November 2014 Hadoop Meetup


Details
Dear HUG UK members,
I am pleased to announce our November Meetup. This Meetup is being sponsored by Cloudera who are providing the venue and refreshments and flying two speakers over to the UK before the Strata + Hadoop World event in Barcelona. Thanks!
If you want to do a short five minute talk about your real world Hadoop setup then please get in touch with the team through meetups@huguk.org
Note: The time has been changed to make it half an hour earlier - in line with most past meetups.
Alex McLintock
co-organiser of HUGUK
Time: Monday November 17th - Doors open 6:30pm,
Refreshments from 6:30pm to 7:00pm.
Presentations from 7:00pm to 9:00pm.
Location: Offices of Ketchum, 35-41 Folgate St, London, E1 6BX.
AGENDA
Session 1: Architectural considerations for Hadoop applications
Speaker: Mark Grover, Software Engineer, Cloudera
Speaker: Ted Malaska, Sr Solution Architect, Cloudera
Description:
In this talk we’ll walk through an end-to-end case study of a clickstream analytics engine to provide a concrete example of how to architect and implement a complete solution with Hadoop.
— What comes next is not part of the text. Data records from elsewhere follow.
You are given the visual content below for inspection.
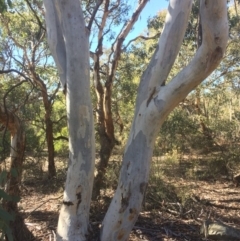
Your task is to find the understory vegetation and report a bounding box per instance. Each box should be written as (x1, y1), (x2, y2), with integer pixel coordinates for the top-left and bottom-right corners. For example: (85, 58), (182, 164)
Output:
(0, 0), (240, 241)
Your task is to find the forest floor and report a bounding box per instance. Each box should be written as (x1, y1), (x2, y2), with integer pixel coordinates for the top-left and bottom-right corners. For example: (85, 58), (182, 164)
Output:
(19, 157), (240, 241)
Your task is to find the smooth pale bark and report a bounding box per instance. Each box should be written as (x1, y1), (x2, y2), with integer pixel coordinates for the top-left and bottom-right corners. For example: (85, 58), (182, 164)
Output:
(44, 0), (95, 241)
(101, 0), (228, 241)
(93, 0), (148, 199)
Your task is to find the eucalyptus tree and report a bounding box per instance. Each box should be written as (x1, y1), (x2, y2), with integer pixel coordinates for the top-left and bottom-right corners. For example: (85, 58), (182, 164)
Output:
(0, 0), (60, 177)
(44, 0), (228, 241)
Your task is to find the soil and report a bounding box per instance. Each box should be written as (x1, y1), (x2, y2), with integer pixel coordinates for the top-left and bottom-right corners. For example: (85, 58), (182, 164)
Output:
(19, 157), (240, 241)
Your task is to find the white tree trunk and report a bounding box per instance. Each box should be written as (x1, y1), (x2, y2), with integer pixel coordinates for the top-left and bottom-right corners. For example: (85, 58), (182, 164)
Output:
(101, 0), (228, 241)
(44, 0), (95, 241)
(44, 0), (228, 241)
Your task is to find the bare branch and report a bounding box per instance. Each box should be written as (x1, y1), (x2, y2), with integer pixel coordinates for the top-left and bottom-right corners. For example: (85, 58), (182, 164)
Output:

We’ll use this example to illustrate important topics such as:
• Modeling data in Hadoop and selecting optimal storage formats for data stored in Hadoop
• Moving data between Hadoop and external data management systems such as relational databases
• Moving event-based data such as logs and machine generated data into Hadoop
• Accessing and processing data in Hadoop
• Orchestrating and scheduling workflows on Hadoop
Throughout the example, best practices and considerations for architecting applications on Hadoop will be covered. This talk will be valuable for developers, architects, or project leads who are already knowledgeable about Hadoop, and are now looking for more insight into how it can be leveraged to implement real-world applications.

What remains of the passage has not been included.